В преддверии XX съезда у Олеши спрашивали:
— Юрий Карлович, почему вас не посадили?
Ой отвечал:
— Потому что в списке против моей фамилии Сталин синим карандашом поставил галочку.
— Откуда вы знаете, что галочка была синяя?
— Я так вижу.
Определяя судьбы людей, Сталин действительно ставил галочки синим карандашом.
Во время революции родители Юрия Олеши переехали из Одессы в Ровно, которое вскоре отошло к Польше. Связь Олеши с ними прервалась. В 1940 году Западная Украина была воссоединена с Советской, но въезд туда ещё не был свободным, поэтому в Союзе писателей решили дать Олеше возможность увидеться с родителями и предложили ему творческую командировку в Западную Украину. Он сказал: «Я не могу поехать к родителям: у меня нет ни славы, ни денег».
В начале 56-го года писатель Иван Макарьев, друг Фадеева и его коллега по РАППу, вернулся из лагеря. В вестибюле Союза писателей он дал Фадееву пощёчину и сказал: «Ты предал меня! Много лет ждал я этой минуты!» Потирая щёку, Фадеев быстро зашагал по коридору в свой кабинет за дубовой дверью.
Подпись Фадеева была обязательной при аресте любого писателя. Поэтому, когда он покончил с собой, все подумали: вот, больше не смог человек жить с осознанием своей страшной вины. Так думалось, пока не опубликовали предсмертное письмо Фадеева.
В нём досада, что новые правители невежественны, усиливают гонения на литературу и вот уже три года — с марта 1953 по май 1956-го не принимают его. Фадеев сетует, что его не ценили в меру его таланта и обременяли множеством, мелких, ниже его достоинства, поручений. И всё же одна фраза из этого письма дорогого стоит: писателей «низвели до положения мальчишек, уничтожали, идеологически пугали и назвали это — „партийностью“».
Фадеев был важной деталью системы, искалечившей его. Его выстрел — удар по этой системе. Но, к сожалению всего лишь удар сломавшейся пружинки по соседним колёсикам и винтикам. Впрочем, выстрел есть выстрел, смерть есть смерть.
Корней Чуковский рассказывал, что после смерти Ильи Ильфа Евгений Петров выпустил новое произведение. Оно оказалось слабым, и Юрий Олеша пошутил: «one hilf» (по-немецки это игра слов: «без помощи», «без Ильфа»).
Когда Петров обратился к Олеше со словами: «Юра, когда ты отдашь мне тридцать рублей?», Олеша ответил: «Тридцать рублей я тебе отдам скоро, а вот это, — он показал на только что полученный Петровым орден, — ты уже никогда не отдашь Илье».

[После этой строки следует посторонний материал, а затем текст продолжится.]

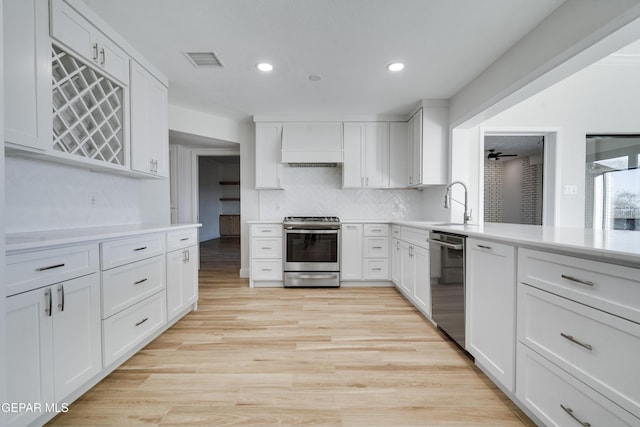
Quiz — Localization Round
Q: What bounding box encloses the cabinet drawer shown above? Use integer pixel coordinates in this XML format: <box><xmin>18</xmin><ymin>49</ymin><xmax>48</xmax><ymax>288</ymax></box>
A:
<box><xmin>251</xmin><ymin>259</ymin><xmax>283</xmax><ymax>281</ymax></box>
<box><xmin>517</xmin><ymin>344</ymin><xmax>638</xmax><ymax>427</ymax></box>
<box><xmin>251</xmin><ymin>224</ymin><xmax>282</xmax><ymax>237</ymax></box>
<box><xmin>102</xmin><ymin>255</ymin><xmax>166</xmax><ymax>318</ymax></box>
<box><xmin>251</xmin><ymin>238</ymin><xmax>283</xmax><ymax>258</ymax></box>
<box><xmin>7</xmin><ymin>243</ymin><xmax>99</xmax><ymax>296</ymax></box>
<box><xmin>391</xmin><ymin>225</ymin><xmax>401</xmax><ymax>239</ymax></box>
<box><xmin>101</xmin><ymin>233</ymin><xmax>165</xmax><ymax>270</ymax></box>
<box><xmin>401</xmin><ymin>227</ymin><xmax>429</xmax><ymax>249</ymax></box>
<box><xmin>518</xmin><ymin>284</ymin><xmax>640</xmax><ymax>417</ymax></box>
<box><xmin>363</xmin><ymin>237</ymin><xmax>389</xmax><ymax>258</ymax></box>
<box><xmin>363</xmin><ymin>224</ymin><xmax>389</xmax><ymax>237</ymax></box>
<box><xmin>519</xmin><ymin>248</ymin><xmax>640</xmax><ymax>323</ymax></box>
<box><xmin>103</xmin><ymin>291</ymin><xmax>167</xmax><ymax>366</ymax></box>
<box><xmin>364</xmin><ymin>259</ymin><xmax>389</xmax><ymax>280</ymax></box>
<box><xmin>166</xmin><ymin>228</ymin><xmax>198</xmax><ymax>252</ymax></box>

Морозным днём из московской электрички вышел человек с рюкзаком и устремился по заснеженной тропе. Часа через два он оказался у зимнего дачного домика и постучал. Вышел хозяин, с длинной бородой.
— Александр Исаевич, — сказал пришелец, — мы с вами не знакомы, но я глубокий почитатель вашего таланта. Вот роман Томаса Манна, переводу которого я посвятил мою жизнь. Я хочу преподнести его вам.

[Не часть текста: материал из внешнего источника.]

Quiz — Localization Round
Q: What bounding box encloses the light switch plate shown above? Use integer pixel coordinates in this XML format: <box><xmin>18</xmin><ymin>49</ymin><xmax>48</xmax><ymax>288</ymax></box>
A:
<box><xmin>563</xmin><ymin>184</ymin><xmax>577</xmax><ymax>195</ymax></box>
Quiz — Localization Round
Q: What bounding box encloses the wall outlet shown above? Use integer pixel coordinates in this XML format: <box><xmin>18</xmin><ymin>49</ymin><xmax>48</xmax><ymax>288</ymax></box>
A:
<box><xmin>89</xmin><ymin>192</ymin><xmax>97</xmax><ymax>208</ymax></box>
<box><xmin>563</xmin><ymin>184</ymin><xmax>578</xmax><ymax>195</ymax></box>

Александр Исаевич ответил:
— Благодарю вас, но этот подарок я принять не могу. Зачем мне книга, которую я никогда не прочитаю? Моё время расписано по минутам до конца жизни. Отдайте её тому, кто в ней нуждается.

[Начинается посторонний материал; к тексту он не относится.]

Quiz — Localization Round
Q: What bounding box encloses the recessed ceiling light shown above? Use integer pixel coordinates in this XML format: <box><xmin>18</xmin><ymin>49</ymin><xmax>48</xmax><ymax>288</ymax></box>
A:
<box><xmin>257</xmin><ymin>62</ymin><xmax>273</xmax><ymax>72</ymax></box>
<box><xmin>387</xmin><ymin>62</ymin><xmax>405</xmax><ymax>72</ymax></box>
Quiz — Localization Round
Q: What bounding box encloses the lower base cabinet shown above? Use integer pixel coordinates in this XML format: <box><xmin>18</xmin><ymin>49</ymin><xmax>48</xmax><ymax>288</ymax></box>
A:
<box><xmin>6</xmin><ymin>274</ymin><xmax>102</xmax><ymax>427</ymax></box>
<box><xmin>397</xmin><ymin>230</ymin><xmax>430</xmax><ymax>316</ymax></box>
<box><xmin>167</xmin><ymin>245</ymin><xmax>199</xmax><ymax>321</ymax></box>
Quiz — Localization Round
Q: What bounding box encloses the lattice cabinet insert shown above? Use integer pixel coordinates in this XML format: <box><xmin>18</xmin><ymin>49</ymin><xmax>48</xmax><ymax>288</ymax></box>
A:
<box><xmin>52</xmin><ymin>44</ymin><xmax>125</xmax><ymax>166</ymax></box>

Человек повернулся и зашагал назад, к станции.
Мы лежали под тентом на коктебельском пляже. Он, наверное даже не знал, кто я. Мы встречались только раз: в начале 1950 года коротали время в беспредметной беседе у кассы издательства «Советский писатель». Когда ему подали ведомость, он спросил: «Почему такие большие вычеты?» — «Подоходный налог плюс бездетность», — объяснила кассир. «Бездетность? Это неправильно». — «Принесите справку, сделаем перерасчёт». — «Хорошо, принесу». Я оказался в такой же ситуации, но со справкой возиться не хотелось — деньги получил. И, признаться, удивился Твардовскому: разница была в какую-нибудь десятку. Но потом решил, что человек, живущий в нашей стране литературным трудом, имеет право быть педантичным.
Нашей встречи Твардовский, конечно, при всей своей цепкой памяти помнить не мог, потому что это я увидел знаменитого человека, а он — начинающего писателя. Тем не менее, оказавшись рядом со мной на пляже и один на один, он воспринял меня как незнакомого знакомца и заговорил о том, о чём говорили все — об «Одном дне Ивана Денисовича». Возможно, ему была интересна реакция молодого литератора. Я с восхищением заговорил о повести и похвалил Льва Копелева, принёсшего её именно в «Новый мир». К моему удивлению, Твардовский не считал Копелева «молодцом», так как тот, оказывается, отдал рукопись не в его, главного редактора, руки, а в отдел прозы, почти как самотёк, где она могла затеряться среди литературных поделок. Несмотря на мои доводы, что Копелев рассчитывал на исключительные достоинства рукописи и на компетентность редакционного аппарата «Нового мира», Твардовский был непреклонен. «Так можно и Достоевского проморгать», — поставил он точку.
Через несколько лет я впервые увидел Солженицына. Мы гуляли по Переделкину с писателем Юрием Пиляром. Около дачи Леонова резко затормозила чёрная «Волга». Из неё выскочили двое и стали по обе стороны машины. Подъехало такси, из него вышел человек и неспешно двинул по просеке нам навстречу. Такси умчалось, и на его месте возникла ещё одна чёрная «Волга», и десантировались двое. Один остался у машины, другой беззастенчиво отправился вслед за человеком, который в это время поравнялся с нами. Мы угадали в нём Солженицына, хотя видели его впервые: больше некому было идти такой неспешной походкой под пристальным государственным наблюдением и некого было удостаивать таким высоким вниманием. Он направился на дачу Чуковского.
Пиляр — человек многоопытный, прошедший фашистский плен, — сказал: «Обложили плотно, как зверя. Такое бывает перед арестом». И мы стали решать, как помочь Солженицыну. Хотели взять ещё нескольких писателей и явиться к Корнею Ивановичу, но потом решили, что неловко вторгаться без предупреждения даже с благородной целью. А приглядевшись, мы поняли, что «группа захвата» привычно расположилась на часах и никого арестовывать не собирается.
Власти никогда особо не жаловали Галактиона Табидзе. Однажды его не включили в какую-то делегацию, так как поэт Иосиф Нонешвили сказал: «Табидзе? Напьётся и опозорит всех нас». Табидзе выступил на пленуме грузинских писателей со словами: «Меня никуда не пускают, так как я могу выпить вина и опозорить всех вас. А вот Нонешвили посылают всюду, так как он напьётся чаю и всех нас прославит».